We typically gauge happiness, among individuals and whole communities or demographics, with survey questions like "how satisfied are you with your life?" But surveys cost money and contain their own biases. And so these academics, led by Johannes Eichstaedt and Andrew Schwartz, began to wonder if they could glean some sense of a community's wellbeing from the firehose of daily updates many of us voluntarily communicate about ourselves on Twitter.
Alexis Madrigal wrote several months ago about an earlier research project that tried something like this, manually coding the "happiness content" of tweets coming from different parts of the country to find the happiest cities in America. This latest study, also described by the authors on the Follow the Crowd research blog, takes a slightly different strategy and also dissects some of the correlates of "wellbeing" embedded in the language of our tweets.
The study examined 82 million tweets, mapped from nearly 1,300 U.S. counties and collected between June of 2009 and March of 2010 (each county had at least 30,000 twitter words geotagged to it). As the researchers found, Twitter can reveal a lot about wellbeing, not just among individuals (that's not such an impressive feat), but at the level of whole communities.
The researchers built a model of language drawn from these tweets that could significantly predict community-level wellbeing, as measured against more traditional results from surveys. Socio-eonomic information about a place is often considered a rough proxy for wellbeing (people tend to be happier when they're not broke). But these researchers found that by combining socio-economic data with this model of Twitter language, they could build a particularly powerful tool for predicting wellbeing, without the use of any formal surveys at all.
This map from the paper shows a measure of life satisfaction using more traditional survey results, in these same 1,300 counties:
And here is a map from the researcher's own predictive model combining socioeconomic factors and Twitter language:
Certain topics encoded in our tweets correlate particularly well with the counties that have high and low wellbeing. Tweets relating to exercise and the outdoors ("training," "gym," "waves," "mountains," "camping") rated positively, perhaps, the researchers suggest, tying back to evidence that exercise reduces the risk of depression.

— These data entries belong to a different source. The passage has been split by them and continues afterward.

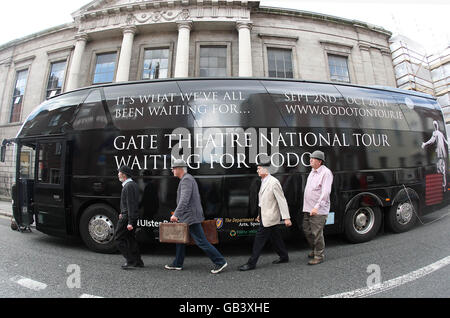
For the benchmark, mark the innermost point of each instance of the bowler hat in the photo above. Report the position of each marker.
(318, 155)
(126, 170)
(179, 163)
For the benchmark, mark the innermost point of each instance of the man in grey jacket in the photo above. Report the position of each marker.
(189, 210)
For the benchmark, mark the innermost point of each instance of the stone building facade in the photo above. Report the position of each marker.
(122, 40)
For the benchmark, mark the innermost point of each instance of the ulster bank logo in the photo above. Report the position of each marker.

Also on the high-wellbeing list: a cluster of words related to "ideas," "suggestions," and "advice," signs of people tapping their social networks to problem-solve. Tweets about "meetings" and "conferences" similarly suggest engagement. And tweets mentioning "support" and "donate" hint at pro-social activities that have also been linked to higher life satisfaction. These are some of the high-wellbeing (in green and blue) and low-wellbeing (red) word clusters that emerged from the study:
What's most compelling about the whole paper is that tweets from individual people seem to tell us something not just about their own wellbeing, but about the wellbeing of the places where they live. And this pattern holds even though we know that Twitter is its own self-selecting ecosystem, with an over-representation of young and technologically savvy users. As the researchers explain it (bold emphasis is ours):
The fundamental result of this paper is perhaps surprising: we can predict (on average) the happiness of one set of people (those who answered the [life satisfaction] questionnaires) from the tweets of other people (people in the same county). This is, however, consistent with findings from other methodologies. People in the same county tend to share the same culture and environmental affordances (e.g., hiking, music, or good employment), and attitudes towards them (being excited or bored).
Happiness is asserted to be contagious (Fowler and Christakis 2008) and it has been suggested that although educated people are happier, on average, than less educated ones, there is an even stronger benefit to living in a community of educated people with arts, culture and entertainment (Lawless and Lucas 2011). Thus, the tweets of other people can indicate what it’s like to live around them, influencing one’s own happiness.